Terry Sim August 9, 2023

Sherri Symons was a winner in the Sheepvention Inventions competition with her Aussie Wool Pellets.

SOUTH-WEST Victorian woman Sherri Symons has come up with a truly homegrown solution to low crossbred wool prices and promote the industry.

She has implemented a small wool-pelleting system that turns wool into a garden fertilizer and aims to leverage it to help keep Australia rural youth interested in the sheep and wool industry.

The wool classer and classer-trainer is the daughter of Ellerslie composite lamb producers Neville and Carla Symons and is currently sourcing her wool from her parents’ on-farm stocks.

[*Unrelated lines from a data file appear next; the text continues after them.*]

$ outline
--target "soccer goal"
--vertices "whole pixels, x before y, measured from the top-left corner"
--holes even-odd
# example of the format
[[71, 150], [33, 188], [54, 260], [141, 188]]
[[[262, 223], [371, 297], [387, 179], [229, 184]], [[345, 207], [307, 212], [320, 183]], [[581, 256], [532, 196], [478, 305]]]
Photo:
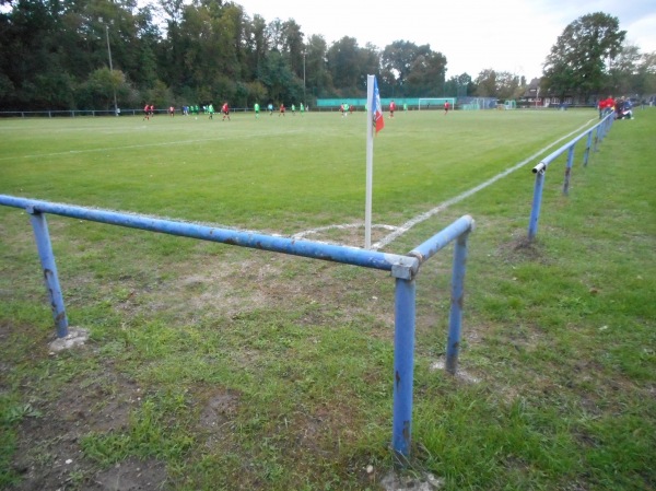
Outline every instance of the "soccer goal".
[[421, 97], [419, 100], [419, 110], [444, 109], [444, 103], [448, 103], [450, 108], [456, 107], [456, 97]]

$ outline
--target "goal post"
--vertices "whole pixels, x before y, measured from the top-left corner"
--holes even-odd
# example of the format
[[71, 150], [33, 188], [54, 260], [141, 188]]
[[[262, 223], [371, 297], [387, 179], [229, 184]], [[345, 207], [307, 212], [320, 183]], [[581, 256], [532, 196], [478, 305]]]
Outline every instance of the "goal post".
[[444, 109], [444, 103], [448, 103], [452, 109], [456, 107], [456, 97], [420, 97], [419, 110]]

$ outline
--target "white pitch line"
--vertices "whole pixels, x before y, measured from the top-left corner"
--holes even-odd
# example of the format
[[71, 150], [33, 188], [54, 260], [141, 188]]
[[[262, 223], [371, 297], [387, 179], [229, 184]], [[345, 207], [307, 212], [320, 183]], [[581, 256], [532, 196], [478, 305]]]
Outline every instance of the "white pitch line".
[[[538, 152], [536, 152], [535, 154], [532, 154], [531, 156], [529, 156], [528, 159], [523, 160], [522, 162], [519, 162], [518, 164], [514, 165], [513, 167], [506, 168], [505, 171], [503, 171], [500, 174], [496, 174], [494, 177], [485, 180], [482, 184], [479, 184], [478, 186], [454, 197], [450, 198], [440, 204], [437, 204], [435, 208], [418, 214], [417, 217], [414, 217], [413, 219], [408, 220], [406, 223], [403, 223], [400, 226], [394, 226], [394, 225], [385, 225], [385, 224], [377, 224], [377, 225], [372, 225], [374, 229], [386, 229], [386, 230], [390, 230], [393, 231], [389, 235], [383, 237], [383, 239], [380, 239], [379, 242], [376, 242], [375, 244], [372, 245], [372, 249], [373, 250], [378, 250], [382, 249], [383, 247], [389, 245], [390, 243], [393, 243], [396, 238], [400, 237], [401, 235], [403, 235], [406, 232], [408, 232], [410, 229], [412, 229], [414, 225], [426, 221], [427, 219], [430, 219], [431, 217], [433, 217], [436, 213], [440, 213], [441, 211], [446, 210], [448, 207], [450, 207], [452, 204], [455, 204], [459, 201], [462, 201], [466, 198], [469, 198], [471, 195], [475, 195], [476, 192], [480, 191], [481, 189], [487, 188], [488, 186], [496, 183], [499, 179], [507, 176], [508, 174], [517, 171], [518, 168], [524, 167], [527, 163], [534, 161], [535, 159], [537, 159], [538, 156], [540, 156], [542, 153], [544, 153], [547, 150], [551, 149], [552, 147], [557, 145], [558, 143], [560, 143], [561, 141], [570, 138], [572, 135], [581, 131], [582, 129], [586, 128], [590, 121], [594, 121], [594, 119], [590, 119], [588, 122], [586, 122], [585, 125], [581, 126], [579, 128], [575, 129], [574, 131], [565, 135], [564, 137], [561, 137], [560, 139], [555, 140], [553, 143], [548, 144], [547, 147], [544, 147], [543, 149], [539, 150]], [[358, 222], [358, 223], [348, 223], [348, 224], [341, 224], [341, 225], [327, 225], [327, 226], [320, 226], [318, 229], [311, 229], [307, 231], [303, 231], [303, 232], [298, 232], [294, 235], [292, 235], [293, 238], [304, 238], [306, 235], [312, 235], [312, 234], [317, 234], [319, 232], [325, 232], [328, 230], [347, 230], [347, 229], [358, 229], [364, 226], [363, 222]]]
[[557, 145], [558, 143], [560, 143], [561, 141], [570, 138], [572, 135], [577, 133], [578, 131], [581, 131], [582, 129], [586, 128], [590, 121], [593, 121], [593, 119], [590, 119], [588, 122], [586, 122], [585, 125], [581, 126], [579, 128], [575, 129], [574, 131], [571, 131], [570, 133], [565, 135], [564, 137], [555, 140], [553, 143], [548, 144], [547, 147], [544, 147], [543, 149], [539, 150], [538, 152], [534, 153], [531, 156], [529, 156], [528, 159], [523, 160], [522, 162], [519, 162], [518, 164], [506, 168], [505, 171], [503, 171], [500, 174], [496, 174], [494, 177], [485, 180], [484, 183], [479, 184], [478, 186], [469, 189], [468, 191], [465, 191], [452, 199], [447, 199], [446, 201], [442, 202], [441, 204], [436, 206], [435, 208], [433, 208], [432, 210], [426, 211], [425, 213], [421, 213], [417, 217], [414, 217], [411, 220], [408, 220], [406, 223], [403, 223], [401, 226], [399, 226], [396, 231], [394, 231], [391, 234], [387, 235], [386, 237], [384, 237], [382, 241], [375, 243], [372, 245], [372, 248], [377, 250], [380, 249], [383, 247], [385, 247], [386, 245], [390, 244], [394, 239], [396, 239], [397, 237], [403, 235], [406, 232], [408, 232], [410, 229], [412, 229], [414, 225], [430, 219], [431, 217], [433, 217], [434, 214], [446, 210], [448, 207], [450, 207], [452, 204], [455, 204], [459, 201], [462, 201], [465, 198], [469, 198], [471, 195], [480, 191], [481, 189], [487, 188], [488, 186], [496, 183], [499, 179], [507, 176], [508, 174], [517, 171], [518, 168], [524, 167], [526, 164], [528, 164], [529, 162], [534, 161], [535, 159], [537, 159], [538, 156], [540, 156], [542, 153], [544, 153], [547, 150], [551, 149], [552, 147]]

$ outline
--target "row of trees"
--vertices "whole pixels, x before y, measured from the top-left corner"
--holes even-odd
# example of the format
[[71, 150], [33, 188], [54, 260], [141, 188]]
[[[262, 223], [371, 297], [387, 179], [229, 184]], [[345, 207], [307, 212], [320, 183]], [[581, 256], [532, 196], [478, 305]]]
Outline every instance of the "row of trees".
[[[582, 17], [546, 61], [555, 92], [644, 92], [654, 86], [654, 54], [622, 45], [606, 14]], [[602, 28], [600, 28], [602, 26]], [[588, 30], [584, 32], [585, 30]], [[581, 35], [589, 37], [584, 52]], [[576, 48], [576, 49], [573, 49]], [[610, 63], [612, 65], [606, 65]], [[110, 69], [113, 68], [113, 69]], [[642, 72], [641, 72], [642, 70]], [[407, 40], [382, 50], [343, 37], [330, 46], [294, 20], [267, 23], [222, 0], [0, 0], [0, 108], [108, 109], [231, 101], [311, 103], [362, 97], [366, 74], [394, 97], [518, 98], [527, 81], [483, 70], [446, 79], [447, 59]], [[636, 82], [635, 73], [644, 77]], [[651, 78], [649, 78], [651, 77]]]

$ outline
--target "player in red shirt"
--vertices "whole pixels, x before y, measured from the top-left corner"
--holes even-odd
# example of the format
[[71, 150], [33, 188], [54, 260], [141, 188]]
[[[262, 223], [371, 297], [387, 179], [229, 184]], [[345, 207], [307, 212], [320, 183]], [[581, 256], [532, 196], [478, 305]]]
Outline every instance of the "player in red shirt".
[[230, 106], [227, 105], [227, 103], [223, 103], [223, 106], [221, 106], [221, 113], [223, 113], [223, 121], [225, 121], [225, 118], [227, 118], [227, 120], [230, 121]]

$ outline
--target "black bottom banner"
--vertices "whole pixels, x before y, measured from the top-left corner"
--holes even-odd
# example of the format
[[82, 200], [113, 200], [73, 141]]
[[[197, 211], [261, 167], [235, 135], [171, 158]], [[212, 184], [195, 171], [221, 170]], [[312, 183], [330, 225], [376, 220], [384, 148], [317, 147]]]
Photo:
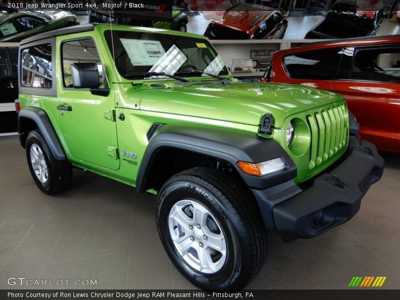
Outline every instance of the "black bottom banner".
[[132, 299], [182, 299], [218, 300], [248, 299], [254, 300], [398, 300], [400, 290], [243, 290], [241, 291], [206, 292], [195, 290], [0, 290], [2, 300], [102, 300]]

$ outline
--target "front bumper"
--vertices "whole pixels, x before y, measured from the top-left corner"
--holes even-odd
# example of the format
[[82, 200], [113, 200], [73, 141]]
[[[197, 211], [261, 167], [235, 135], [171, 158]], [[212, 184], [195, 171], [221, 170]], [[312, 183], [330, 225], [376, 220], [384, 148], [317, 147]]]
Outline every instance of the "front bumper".
[[384, 162], [366, 140], [304, 190], [290, 182], [253, 190], [266, 228], [284, 240], [310, 238], [350, 220], [361, 198], [383, 173]]

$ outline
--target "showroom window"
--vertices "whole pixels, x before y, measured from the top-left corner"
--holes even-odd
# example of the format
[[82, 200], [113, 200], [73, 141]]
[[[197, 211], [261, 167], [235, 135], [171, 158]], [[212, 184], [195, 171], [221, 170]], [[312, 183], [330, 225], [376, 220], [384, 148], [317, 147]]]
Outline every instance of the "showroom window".
[[50, 88], [52, 85], [52, 45], [35, 45], [22, 50], [21, 66], [22, 86]]
[[84, 38], [68, 42], [62, 44], [62, 77], [64, 86], [72, 87], [71, 64], [76, 62], [96, 62], [100, 82], [102, 82], [102, 65], [93, 40]]
[[368, 81], [400, 82], [400, 47], [356, 51], [350, 78]]
[[284, 58], [285, 68], [291, 78], [334, 79], [340, 58], [340, 49], [310, 51]]

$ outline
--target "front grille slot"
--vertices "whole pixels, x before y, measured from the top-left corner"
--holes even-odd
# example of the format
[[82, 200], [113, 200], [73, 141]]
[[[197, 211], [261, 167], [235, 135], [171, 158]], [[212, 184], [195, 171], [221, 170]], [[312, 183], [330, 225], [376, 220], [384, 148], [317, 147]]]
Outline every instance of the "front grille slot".
[[346, 145], [344, 104], [318, 110], [306, 116], [311, 134], [308, 168], [320, 164]]

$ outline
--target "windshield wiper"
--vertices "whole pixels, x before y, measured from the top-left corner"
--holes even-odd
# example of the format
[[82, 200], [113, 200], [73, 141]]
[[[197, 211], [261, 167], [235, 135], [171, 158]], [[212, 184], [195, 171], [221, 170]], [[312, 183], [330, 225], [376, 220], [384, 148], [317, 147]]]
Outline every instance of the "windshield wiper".
[[178, 76], [175, 76], [171, 75], [170, 74], [166, 74], [164, 72], [144, 72], [142, 73], [140, 72], [128, 72], [124, 74], [124, 76], [126, 78], [134, 78], [134, 77], [151, 77], [152, 76], [166, 76], [172, 79], [178, 80], [184, 82], [189, 82], [188, 80], [182, 77], [179, 77]]
[[183, 77], [179, 77], [178, 76], [175, 76], [174, 75], [171, 75], [170, 74], [166, 74], [164, 72], [146, 72], [143, 73], [143, 76], [166, 76], [172, 79], [176, 79], [184, 82], [188, 82], [188, 80], [184, 78]]
[[216, 75], [215, 74], [212, 74], [211, 73], [208, 73], [207, 72], [204, 72], [204, 71], [202, 71], [201, 70], [190, 70], [189, 71], [190, 73], [201, 73], [202, 74], [205, 74], [208, 76], [211, 76], [212, 77], [214, 77], [214, 78], [216, 78], [219, 80], [225, 80], [225, 78], [219, 75]]

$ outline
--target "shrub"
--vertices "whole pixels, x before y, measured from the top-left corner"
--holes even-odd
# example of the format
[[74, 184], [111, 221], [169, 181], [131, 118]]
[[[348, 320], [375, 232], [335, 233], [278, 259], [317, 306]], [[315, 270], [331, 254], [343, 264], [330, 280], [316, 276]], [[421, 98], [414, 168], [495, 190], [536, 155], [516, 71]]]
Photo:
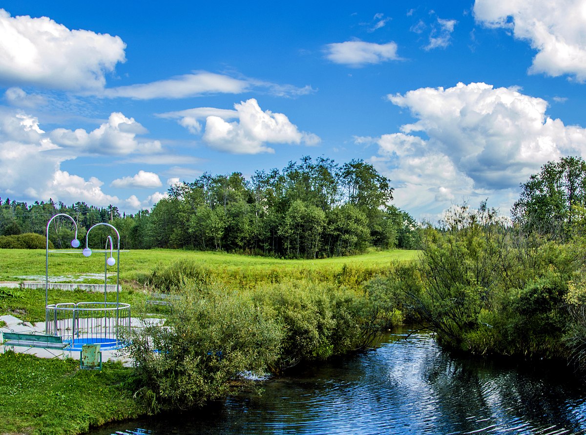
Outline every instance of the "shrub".
[[127, 341], [137, 396], [152, 412], [223, 397], [243, 373], [263, 373], [280, 354], [281, 329], [262, 307], [224, 288], [185, 286], [168, 325], [151, 324]]
[[[46, 246], [46, 237], [40, 234], [25, 233], [12, 236], [0, 236], [0, 249], [45, 249]], [[50, 249], [54, 247], [50, 240], [49, 247]]]

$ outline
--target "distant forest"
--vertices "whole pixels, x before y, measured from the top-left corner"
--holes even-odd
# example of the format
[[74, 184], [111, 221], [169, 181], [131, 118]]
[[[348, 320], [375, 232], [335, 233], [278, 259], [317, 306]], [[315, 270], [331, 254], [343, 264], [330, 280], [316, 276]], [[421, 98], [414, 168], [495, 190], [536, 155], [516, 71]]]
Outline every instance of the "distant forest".
[[[168, 198], [150, 210], [121, 213], [117, 207], [78, 202], [26, 203], [0, 198], [0, 236], [45, 235], [52, 216], [76, 221], [84, 246], [88, 229], [110, 223], [120, 233], [121, 249], [172, 248], [222, 250], [286, 258], [319, 258], [363, 252], [369, 248], [417, 249], [415, 222], [390, 205], [390, 181], [370, 164], [352, 160], [340, 165], [328, 158], [302, 158], [283, 169], [205, 174], [176, 184]], [[57, 225], [56, 223], [56, 225]], [[49, 231], [57, 247], [66, 247], [73, 226]], [[111, 230], [90, 233], [90, 246], [103, 244]], [[100, 242], [101, 240], [101, 242]]]

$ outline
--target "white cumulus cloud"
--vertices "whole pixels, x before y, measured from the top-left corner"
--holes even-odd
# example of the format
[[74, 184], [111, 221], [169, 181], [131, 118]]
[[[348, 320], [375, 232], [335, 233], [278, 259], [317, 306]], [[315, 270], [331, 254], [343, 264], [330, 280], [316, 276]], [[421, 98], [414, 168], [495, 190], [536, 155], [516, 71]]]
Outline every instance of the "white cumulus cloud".
[[122, 113], [114, 112], [108, 122], [90, 132], [83, 128], [57, 128], [51, 132], [50, 138], [61, 147], [90, 154], [122, 155], [135, 152], [159, 151], [159, 141], [141, 141], [137, 138], [137, 134], [146, 131], [134, 118], [127, 118]]
[[127, 188], [131, 187], [155, 188], [162, 186], [159, 176], [154, 172], [148, 172], [145, 171], [139, 171], [138, 173], [133, 176], [125, 176], [117, 178], [111, 183], [111, 187]]
[[422, 212], [488, 196], [506, 212], [519, 183], [544, 163], [586, 157], [586, 130], [548, 117], [544, 100], [516, 88], [458, 83], [388, 98], [417, 120], [372, 140], [379, 146], [373, 160], [397, 186], [397, 203], [401, 198]]
[[83, 90], [104, 87], [104, 74], [125, 60], [118, 36], [70, 30], [46, 17], [12, 17], [0, 9], [0, 81]]
[[38, 94], [27, 94], [19, 87], [11, 87], [4, 93], [4, 99], [17, 107], [32, 108], [47, 103], [45, 97]]
[[537, 50], [531, 73], [586, 80], [586, 5], [583, 0], [476, 0], [476, 19], [511, 29]]
[[254, 98], [236, 104], [234, 108], [200, 107], [159, 116], [178, 118], [180, 124], [194, 134], [201, 131], [205, 120], [203, 141], [214, 149], [237, 154], [274, 152], [267, 144], [312, 145], [320, 141], [312, 133], [300, 131], [284, 114], [263, 111]]
[[334, 63], [352, 67], [397, 60], [397, 44], [377, 44], [360, 40], [336, 42], [326, 46], [326, 58]]

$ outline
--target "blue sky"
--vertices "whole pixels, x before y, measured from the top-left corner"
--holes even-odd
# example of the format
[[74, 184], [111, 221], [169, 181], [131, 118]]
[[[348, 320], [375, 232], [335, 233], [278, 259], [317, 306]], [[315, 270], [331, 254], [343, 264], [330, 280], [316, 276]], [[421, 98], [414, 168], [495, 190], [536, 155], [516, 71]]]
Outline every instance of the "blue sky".
[[586, 157], [586, 1], [5, 1], [0, 198], [150, 208], [205, 172], [372, 163], [435, 219]]

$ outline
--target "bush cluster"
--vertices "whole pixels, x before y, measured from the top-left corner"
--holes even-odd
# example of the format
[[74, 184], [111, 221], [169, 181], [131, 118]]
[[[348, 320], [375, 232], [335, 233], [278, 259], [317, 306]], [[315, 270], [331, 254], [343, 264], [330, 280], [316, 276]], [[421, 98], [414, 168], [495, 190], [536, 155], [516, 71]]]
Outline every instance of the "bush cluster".
[[353, 288], [307, 278], [235, 288], [202, 265], [176, 267], [153, 274], [157, 290], [174, 296], [166, 323], [147, 319], [127, 340], [137, 396], [152, 412], [223, 397], [247, 375], [364, 349], [401, 320], [376, 279]]
[[[45, 249], [47, 247], [46, 236], [35, 233], [25, 233], [11, 236], [0, 236], [0, 249]], [[53, 249], [53, 243], [49, 240], [49, 247]]]

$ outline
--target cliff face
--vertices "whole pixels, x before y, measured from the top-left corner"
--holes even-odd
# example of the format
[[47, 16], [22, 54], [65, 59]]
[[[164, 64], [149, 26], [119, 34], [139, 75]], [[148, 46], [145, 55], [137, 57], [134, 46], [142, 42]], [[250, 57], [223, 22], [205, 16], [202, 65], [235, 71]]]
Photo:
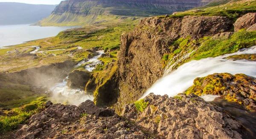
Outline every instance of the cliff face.
[[[52, 14], [38, 24], [79, 25], [131, 17], [148, 17], [184, 11], [205, 5], [210, 0], [70, 0], [63, 1]], [[56, 25], [58, 24], [58, 25]]]
[[116, 106], [136, 101], [163, 75], [161, 59], [165, 54], [175, 50], [171, 52], [169, 48], [175, 40], [213, 36], [232, 28], [228, 19], [217, 16], [142, 20], [131, 32], [121, 37], [118, 55], [121, 92]]

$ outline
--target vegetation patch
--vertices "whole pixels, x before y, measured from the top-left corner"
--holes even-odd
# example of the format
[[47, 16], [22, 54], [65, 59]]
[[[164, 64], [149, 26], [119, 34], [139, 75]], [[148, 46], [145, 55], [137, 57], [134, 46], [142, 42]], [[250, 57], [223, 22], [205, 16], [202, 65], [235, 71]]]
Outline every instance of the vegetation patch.
[[145, 102], [144, 99], [142, 99], [140, 100], [136, 101], [134, 103], [136, 109], [139, 111], [143, 112], [145, 108], [148, 106], [148, 102]]

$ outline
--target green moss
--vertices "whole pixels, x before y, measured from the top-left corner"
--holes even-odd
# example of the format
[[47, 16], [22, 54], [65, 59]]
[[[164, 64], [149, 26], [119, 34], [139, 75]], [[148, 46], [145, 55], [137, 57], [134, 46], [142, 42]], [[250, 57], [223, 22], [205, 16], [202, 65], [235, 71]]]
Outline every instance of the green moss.
[[179, 96], [177, 96], [177, 95], [173, 97], [173, 98], [176, 98], [177, 99], [178, 99], [179, 100], [182, 100], [182, 97]]
[[16, 129], [20, 124], [24, 124], [32, 114], [32, 112], [19, 111], [17, 115], [0, 117], [0, 134]]
[[22, 107], [23, 110], [26, 111], [29, 111], [34, 110], [37, 108], [37, 106], [35, 105], [34, 104], [26, 105]]
[[140, 112], [144, 111], [145, 108], [148, 106], [148, 103], [145, 102], [143, 99], [137, 101], [134, 103], [137, 110]]
[[236, 32], [230, 39], [209, 39], [205, 41], [194, 53], [191, 58], [215, 57], [237, 51], [256, 44], [256, 31]]

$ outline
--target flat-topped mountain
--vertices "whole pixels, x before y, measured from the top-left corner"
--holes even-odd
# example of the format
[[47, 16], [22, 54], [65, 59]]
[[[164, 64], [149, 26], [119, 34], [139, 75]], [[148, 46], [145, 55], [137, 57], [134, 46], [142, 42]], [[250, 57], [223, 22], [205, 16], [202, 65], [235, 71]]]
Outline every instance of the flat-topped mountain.
[[49, 16], [55, 5], [0, 3], [0, 25], [32, 24]]
[[211, 0], [70, 0], [62, 1], [37, 24], [84, 25], [126, 19], [170, 14], [205, 5]]

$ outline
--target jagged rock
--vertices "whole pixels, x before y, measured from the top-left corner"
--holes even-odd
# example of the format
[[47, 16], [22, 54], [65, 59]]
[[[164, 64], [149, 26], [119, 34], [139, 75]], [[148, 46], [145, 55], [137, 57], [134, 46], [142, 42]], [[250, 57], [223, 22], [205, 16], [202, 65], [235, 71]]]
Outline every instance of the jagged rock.
[[71, 88], [84, 89], [91, 78], [91, 72], [84, 69], [74, 70], [68, 74], [67, 85]]
[[228, 101], [239, 103], [249, 109], [256, 110], [256, 83], [255, 78], [242, 74], [215, 73], [195, 79], [194, 84], [186, 93], [221, 95]]
[[237, 19], [234, 24], [235, 31], [241, 29], [247, 29], [256, 23], [256, 13], [250, 13]]
[[52, 102], [51, 102], [51, 101], [48, 101], [45, 103], [45, 104], [44, 104], [44, 106], [45, 106], [45, 108], [48, 108], [51, 105], [53, 105], [53, 103], [52, 103]]
[[150, 17], [141, 20], [121, 36], [117, 61], [122, 85], [116, 111], [121, 112], [125, 105], [139, 99], [163, 76], [164, 69], [160, 61], [164, 55], [171, 53], [169, 47], [175, 41], [188, 36], [193, 39], [212, 36], [232, 28], [232, 21], [219, 16]]
[[84, 113], [94, 114], [96, 116], [99, 116], [99, 108], [95, 106], [93, 101], [90, 100], [87, 100], [81, 103], [78, 106], [78, 108]]
[[129, 104], [122, 116], [160, 139], [241, 139], [245, 130], [222, 108], [194, 94], [179, 100], [151, 93], [144, 100], [148, 104], [143, 112]]
[[232, 35], [234, 34], [233, 32], [223, 32], [220, 33], [218, 33], [215, 35], [213, 37], [212, 39], [228, 39]]
[[248, 31], [256, 31], [256, 23], [248, 28], [247, 30]]
[[[114, 114], [113, 109], [100, 111], [90, 100], [79, 107], [60, 104], [51, 105], [33, 115], [28, 125], [10, 135], [9, 138], [143, 139], [151, 137], [149, 133], [143, 133], [139, 126]], [[90, 114], [95, 114], [96, 110], [102, 117]], [[81, 117], [84, 112], [87, 115]]]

“At home, we’ve got five years’ worth of it, so I’m utilizing that.

“I want to get the message to the world out there that we can be doing something with our broad and coarse wool.”

Brokers and growers across Australia have hundreds of tonnes of low or no-value wool held in storage waiting for an auction price uplift or another marketing option.

Her idea last month won her first place and $10,000 at the regional Ideas Place Pitch Night for small start-ups and won her section in the Investions competition at the Sheepvention Rural Expo in Hamilton on Sunday.

“I’m utilizing something that is natural, something that is reneweable, it’s biodegradable, it holds water, it’s beneficial for the soil and utilizing a product that is otherwise unsaleable.

“It holds three times its own eight in water,” Sherri said.

Her brother TJ helped her adapt a pellet mill that is able make 6.5 kilograms of product in half an hour.

She has been developing the product for the past 2.5 years and selling it for use in gardens in small quantity bags.

“Why not harness the natural properties of the wool and put it into the soil for the benefit of enhancing the land, completing the carbon cycle.

“We’ve got all these natural properties of wool that we need to be using and harnessing.”

Sherri has had the product tested for Nitrogen, Phosphorus and Potassium and is working on getting further data on the makeup of the product.

Another unidentified wool grower said she also had tonnes of wool in storage – two years’ worth — on the family farm.

“If it works, it will be good.”

Sherri said she is working on getting organic status for her product. She said it can also be used as a natural slug and snail deterrent.

“It can also act as mulch as well; holding the moisture and temperature in the soil.”

She using her $10,000 pitch win to help schools involved in school garden programs by offering them three kilograms of wool pellets to use in their garden as long as she gets an opportunity to promote the value of the sheep and wool industry.

“Because I fear that in the next 20 years, even less, some people have been saying to me that we will not have the young people coming into the industry.”

She is also offering free product to Landcare groups and catchment management authorities.

“I want this to be utilised out there in the environment and that is where we are going to get all the information from.”

SheerSpeed’s Roger and Steven Hein won the 2023 Sheepvention Inventions competition for best innovation with their Woolmaster wireless control shearing handpiece.